Tout le monde n'est pas militant dans l'âme. C'est pour ça qu'il faut d'abord planter des graines dans les esprits.
"- T’as entendu parler de cette fille, Ameline Brillant, qui a été renvoyée parce qu’elle avait tabassé un mec dans la file de la cantine ? Il lui avait touché les fesses…
- C’est pas juste. C’est pas elle qui devrait être renvoyée, c’est lui. Et si j’avais un moyen de faire éclater la vérité au grand jour ?"
Pour Rachèle, à la tête du journal du lycée, il est impossible de laisser passer une nouvelle injustice. Ça fait trop longtemps que ça dure. Que tout le monde ferme les yeux.
Elle décide donc d’appeler toutes les filles, toutes les femmes du lycée Olympe de Gouges à faire grève. Il est temps pour elles de se faire entendre. Il faut que certaines choses changent enfin.
Mon avis :
Quand un groupe de filles se mobilise pour obtenir plus de respect.
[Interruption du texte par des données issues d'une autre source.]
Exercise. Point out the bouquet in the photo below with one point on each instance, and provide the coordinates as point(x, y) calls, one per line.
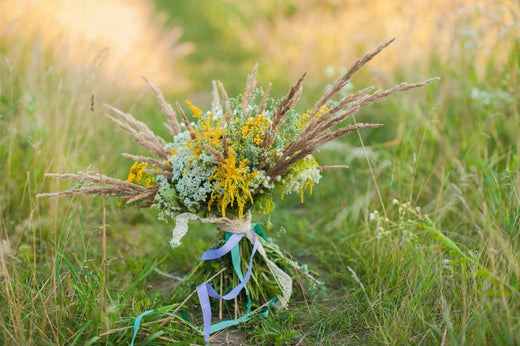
point(229, 161)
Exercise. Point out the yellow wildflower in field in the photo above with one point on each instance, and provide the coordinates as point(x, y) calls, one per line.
point(210, 130)
point(138, 176)
point(234, 180)
point(255, 128)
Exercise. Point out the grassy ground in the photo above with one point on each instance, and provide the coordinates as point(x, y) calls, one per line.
point(437, 264)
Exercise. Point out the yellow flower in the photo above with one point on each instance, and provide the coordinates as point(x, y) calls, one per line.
point(255, 128)
point(210, 131)
point(138, 176)
point(234, 178)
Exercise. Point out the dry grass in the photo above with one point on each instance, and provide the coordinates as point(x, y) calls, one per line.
point(123, 39)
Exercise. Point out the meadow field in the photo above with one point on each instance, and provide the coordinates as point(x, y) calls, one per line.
point(417, 242)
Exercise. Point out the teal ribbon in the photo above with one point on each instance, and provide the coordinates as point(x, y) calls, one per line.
point(237, 267)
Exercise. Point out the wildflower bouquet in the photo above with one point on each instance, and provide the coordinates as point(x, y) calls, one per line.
point(229, 161)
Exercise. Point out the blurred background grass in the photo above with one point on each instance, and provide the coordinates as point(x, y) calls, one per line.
point(451, 149)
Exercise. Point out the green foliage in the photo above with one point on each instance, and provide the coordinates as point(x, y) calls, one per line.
point(448, 273)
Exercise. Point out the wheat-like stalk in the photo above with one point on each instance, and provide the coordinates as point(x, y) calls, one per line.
point(325, 125)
Rachèle n'a rien d'une meneuse. Au contraire, c'est une "élève modèle", très discrète, et si elle est à l'origine du mouvement de grève dans son lycée, elle ne sait "pas du tout comment mener une telle action". Ce qui est sûr par contre, c'est qu'elle ne veut pas laisser passer l'acte d'injustice dont est victime la jeune Ameline, renvoyée pour violence envers Paul Müller alors qu'elle se défendait de ses agressions sexistes. Rachèle est rapidement rejointe par des filles toutes aussi déterminées, et surtout plus expérimentées, comme Manon.
A leurs côtés, Rachèle découvre la solidarité féminine. Toutes n'ont pas les mêmes raisons d'être féministes "car toutes les filles n'ont pas les mêmes problèmes", cependant une certaine colère les unit ainsi qu'une volonté de sortir du silence et de la résignation qu'on leur impose, ou qu'elles s'imposent, trop souvent. Ainsi le combat par rapport à la situation d'Ameline s'élargit à l'ensemble des lycéennes, réclamant un peu plus de justice pour les femmes au quotidien. Et si Rachèle ne se sent pas toujours légitime ("Je n'ai jamais été insultée ou rabaissée parce que j'étais une femme"), elle va, au sein de ce groupe improvisé, se sentir comprise et écoutée. Elle représente justement l'adolescente lambda qui choisit d'agir au lieu de jouer "les endormies, les privilégiées, celles qui croient que ça n'arrive qu'aux autres". S'engager est à la portée de toutes.
Se pose aussi la question de la place de Martin, le meilleur ami de Rachèle, dans le mouvement de révolte. Martin soutient les filles dans leur grève mais Manon le rejette malgré ses bonnes intentions, désirant que les actions et revendications restent 100% féminines. Cependant elle comprendra la nécessité d'avoir des alliés masculins, peut-être mieux placés pour convaincre certains de leurs homologues de changer d'attitude.
Et c'est bien ça qui ressort du roman au final: la grève aura autant, si ce n'est plus, changé les protagonistes que les mentalités: "Mon action avait changé quelque chose. Peut-être pas à grande échelle, mais dans ma vie". Stimulée par le courage de s'exprimer et d'entreprendre, mise en confiance par ce sentiment nouveau d'appartenance et d'inclusion, la jeune fille ose enfin sortir des carcans que lui imposent sa mère. L'expérience n'aura pas des retentissements extraordinaires ("Dénoncer l'intolérable, c'était un combat de tous les instants"), mais Rachèle aura compris que "petit à petit, on avançait, et on en apprenait toujours plus".